As The Verge tells us, on Tuesday April 10 Mark Zuckerberg appeared before a US Congressional hearing with the Senate Committee on Commerce, Science, and Transportation. It was expected that he would offer insights on how the Cambridge Analytica leak on Facebook came about, though some of the legislators present might have been keen to put the FB CEO on a spit regarding the incident. No dice there; Zuckerberg made a dignified apology for the scandal wrought with Analytica and made assurances that the company is taking serious stock over the policy gaps that allowed this whole thing to happen.
“We didn’t take a broad enough view of our responsibility and that was a big mistake,” the 33-year-old Facebook head said in his statement during the hearing, even taking responsibility for the leaked user data and the alleged instances it has been misused since 2014. Over a five-hour Q&A with 44 Senators present, Zuckerberg answered questions (limited to 5 minutes per Senator) about how his social media network collects data, their position on internet company regulation, and more.

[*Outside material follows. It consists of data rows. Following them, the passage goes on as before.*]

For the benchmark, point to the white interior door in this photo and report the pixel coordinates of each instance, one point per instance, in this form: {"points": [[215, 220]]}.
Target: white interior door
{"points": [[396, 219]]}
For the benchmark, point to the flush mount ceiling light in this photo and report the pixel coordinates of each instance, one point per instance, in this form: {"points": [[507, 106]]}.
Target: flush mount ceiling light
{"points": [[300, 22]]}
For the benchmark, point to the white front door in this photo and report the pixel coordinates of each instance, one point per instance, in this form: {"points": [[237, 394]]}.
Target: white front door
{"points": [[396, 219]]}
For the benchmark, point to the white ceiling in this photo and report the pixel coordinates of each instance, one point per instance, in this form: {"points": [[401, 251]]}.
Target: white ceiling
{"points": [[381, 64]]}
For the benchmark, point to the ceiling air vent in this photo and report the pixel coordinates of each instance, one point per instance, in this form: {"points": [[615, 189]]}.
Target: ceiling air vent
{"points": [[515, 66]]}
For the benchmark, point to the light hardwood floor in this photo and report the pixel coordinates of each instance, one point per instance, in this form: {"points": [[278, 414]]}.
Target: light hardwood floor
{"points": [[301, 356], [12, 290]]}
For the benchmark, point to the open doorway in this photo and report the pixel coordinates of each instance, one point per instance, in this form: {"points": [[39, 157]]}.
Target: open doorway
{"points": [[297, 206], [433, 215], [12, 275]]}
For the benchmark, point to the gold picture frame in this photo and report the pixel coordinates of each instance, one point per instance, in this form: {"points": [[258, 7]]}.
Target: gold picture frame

When Sen. John Thune brought up trust issues with FB following the data leakage, Zuckerberg owned up to mistakes and promised reforms.
This makes for some interesting developments. Following the public reveal about the Cambridge Analytica leakage just last month, the turn of public perception against Facebook’s security of its users led to the company losing market value in tens of billions of dollars. Following the testimony of Mark Zuckerberg before Congress – the first day in two – FB stock seemed to make a rebound, with Tuesday’s stock finishing at a 4.5% rise. The effectiveness of his responses to various inquiries appears to stem from what was noticed as ignorance on the part of most Senators on how the Facebook platform actually works.
The general gist of the questioning was perhaps to make plain any involvement – or lack of – by the leaked FB user data to influence the outcome of not only the 2016 US elections, but that of several other countries around the world. Zuckerberg is expected to testify again on Wednesday.